Unklar war bis vor wenigen Monaten auch, wie Elternunterhalt gerechnet wird. Hier hat der Gesetzgeber übersehen, dass die steuerrechtliche Einkommensgrenze des SGB IV nicht konform läuft, mit dem, was man familienrechtlich als Einkommen versteht. Wohnwert beispielsweise ist familienrechtlich Einkommen, wird aber im Steuerrecht nicht als Einkommen betrachtet. Steuerrechtlich werden Abfindungen in dem Jahr berücksichtigt, in dem sie gezahlt wurden. Im Familienrecht wird eine Abfindung entweder auf mehrere Jahre im Unterhaltsrecht aufgeteilt oder auch unmittelbar im Zugewinnausgleich berücksichtigt. Diese Unterscheide führen zu gravierenden verwerfungen. Und so, wie es auf diese Fragen keine sicheren Antworten gibt, gab es bis vor Kurzem auch noch keine Antwort auf die Frage, wie hoch der Selbstbehalt des Unterhaltspflichtigen und seines Ehegatten ist. Immer noch wie bisher 2.000 Euro und 1.600 Euro? Oder wie in einzelnen unterhaltsrechtlichen Leitlinien 2.500 Euro? Oder irgendwie ganz anders?

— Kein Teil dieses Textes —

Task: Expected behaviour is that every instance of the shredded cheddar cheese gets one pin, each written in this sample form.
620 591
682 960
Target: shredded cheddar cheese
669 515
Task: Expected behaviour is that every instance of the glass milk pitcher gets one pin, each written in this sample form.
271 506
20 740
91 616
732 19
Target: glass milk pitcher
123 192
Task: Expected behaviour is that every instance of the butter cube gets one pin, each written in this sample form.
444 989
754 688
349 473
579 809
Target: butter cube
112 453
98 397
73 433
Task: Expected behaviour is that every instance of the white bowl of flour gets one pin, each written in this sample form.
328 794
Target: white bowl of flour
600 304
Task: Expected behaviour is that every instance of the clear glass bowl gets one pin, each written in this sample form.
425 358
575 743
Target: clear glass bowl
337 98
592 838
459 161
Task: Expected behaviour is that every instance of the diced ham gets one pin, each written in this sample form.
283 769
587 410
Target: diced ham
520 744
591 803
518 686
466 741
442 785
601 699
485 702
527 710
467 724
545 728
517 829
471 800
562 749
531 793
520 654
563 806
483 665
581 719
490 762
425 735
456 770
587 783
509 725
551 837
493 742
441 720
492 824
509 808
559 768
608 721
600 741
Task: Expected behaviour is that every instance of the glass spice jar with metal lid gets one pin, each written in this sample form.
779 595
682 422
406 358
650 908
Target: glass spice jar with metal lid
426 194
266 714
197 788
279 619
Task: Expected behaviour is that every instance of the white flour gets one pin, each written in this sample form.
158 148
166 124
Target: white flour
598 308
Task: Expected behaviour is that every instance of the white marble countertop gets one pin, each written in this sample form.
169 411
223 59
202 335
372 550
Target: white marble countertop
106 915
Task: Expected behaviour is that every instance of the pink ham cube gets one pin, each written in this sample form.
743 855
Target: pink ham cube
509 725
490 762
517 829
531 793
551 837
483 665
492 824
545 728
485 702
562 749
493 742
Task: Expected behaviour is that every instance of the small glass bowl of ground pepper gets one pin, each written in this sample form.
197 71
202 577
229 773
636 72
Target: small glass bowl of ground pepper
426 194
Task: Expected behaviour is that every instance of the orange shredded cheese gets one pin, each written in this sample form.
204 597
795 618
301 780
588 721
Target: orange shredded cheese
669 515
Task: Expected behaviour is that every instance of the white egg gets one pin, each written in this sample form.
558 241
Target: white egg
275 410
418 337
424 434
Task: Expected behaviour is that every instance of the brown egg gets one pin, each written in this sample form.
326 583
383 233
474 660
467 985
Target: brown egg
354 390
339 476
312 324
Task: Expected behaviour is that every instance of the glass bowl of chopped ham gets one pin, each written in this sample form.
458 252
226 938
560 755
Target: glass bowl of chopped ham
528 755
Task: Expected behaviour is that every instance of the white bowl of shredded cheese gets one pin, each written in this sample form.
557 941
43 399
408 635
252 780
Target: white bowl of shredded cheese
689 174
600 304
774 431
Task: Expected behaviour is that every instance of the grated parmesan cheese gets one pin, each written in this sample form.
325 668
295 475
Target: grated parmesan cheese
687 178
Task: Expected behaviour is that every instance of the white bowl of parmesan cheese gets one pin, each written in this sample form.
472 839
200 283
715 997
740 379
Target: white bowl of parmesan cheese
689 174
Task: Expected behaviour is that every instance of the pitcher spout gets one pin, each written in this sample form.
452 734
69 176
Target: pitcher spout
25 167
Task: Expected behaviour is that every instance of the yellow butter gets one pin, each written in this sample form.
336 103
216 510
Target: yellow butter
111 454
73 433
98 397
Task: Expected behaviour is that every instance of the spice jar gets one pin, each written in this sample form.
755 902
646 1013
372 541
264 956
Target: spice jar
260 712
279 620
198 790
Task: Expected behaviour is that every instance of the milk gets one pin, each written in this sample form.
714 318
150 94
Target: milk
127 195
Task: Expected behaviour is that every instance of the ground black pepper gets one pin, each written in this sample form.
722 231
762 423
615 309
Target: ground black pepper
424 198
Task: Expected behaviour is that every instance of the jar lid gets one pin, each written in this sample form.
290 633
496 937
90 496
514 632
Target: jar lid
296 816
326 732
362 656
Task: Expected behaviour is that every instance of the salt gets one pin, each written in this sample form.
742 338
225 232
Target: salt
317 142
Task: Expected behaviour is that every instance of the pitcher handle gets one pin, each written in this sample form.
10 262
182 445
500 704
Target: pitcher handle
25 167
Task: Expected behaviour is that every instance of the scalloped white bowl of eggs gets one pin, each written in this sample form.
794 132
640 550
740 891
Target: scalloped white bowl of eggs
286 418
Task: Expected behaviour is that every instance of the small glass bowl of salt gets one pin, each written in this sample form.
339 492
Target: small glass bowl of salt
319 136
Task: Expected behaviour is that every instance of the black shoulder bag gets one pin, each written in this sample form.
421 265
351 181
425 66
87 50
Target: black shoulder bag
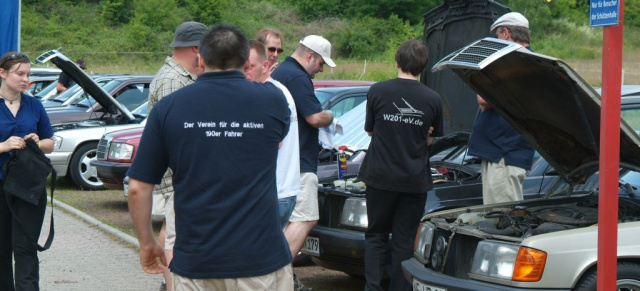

Es gab erste Entscheidungen des OLG Düsseldorf und des OLG München, die den Selbstbehalt von 5.500 Euro sahen und der Auffassung, die Kollegen und ich in der Literatur vertreten haben zustimmten. Diese Rechtsauffassung hat der BGH verworfen.Es sieht den Selbstbehalt einer Einzelperson bei derzeit 2.650 € und rechnet familienrechtlich. Der überschießende Betrag verbleibt zu 70 % beim Unterhaltspflichtigen und zu 30 % beim Elternunterhalt. Ich halte das für falsch!Die Verwerfungen zwischen 100.000 € im Sinne des § 16 SGB IV, § 2 EStG und unterhaltsrechtlichem Einkommen von 100.000 € sind erheblich. Das hat sich bisher noch nicht zu den Sozialämtern herum gesprochen. Aber es sieht derzeit nicht so aus, als könne es sich der BGh anders überlegen.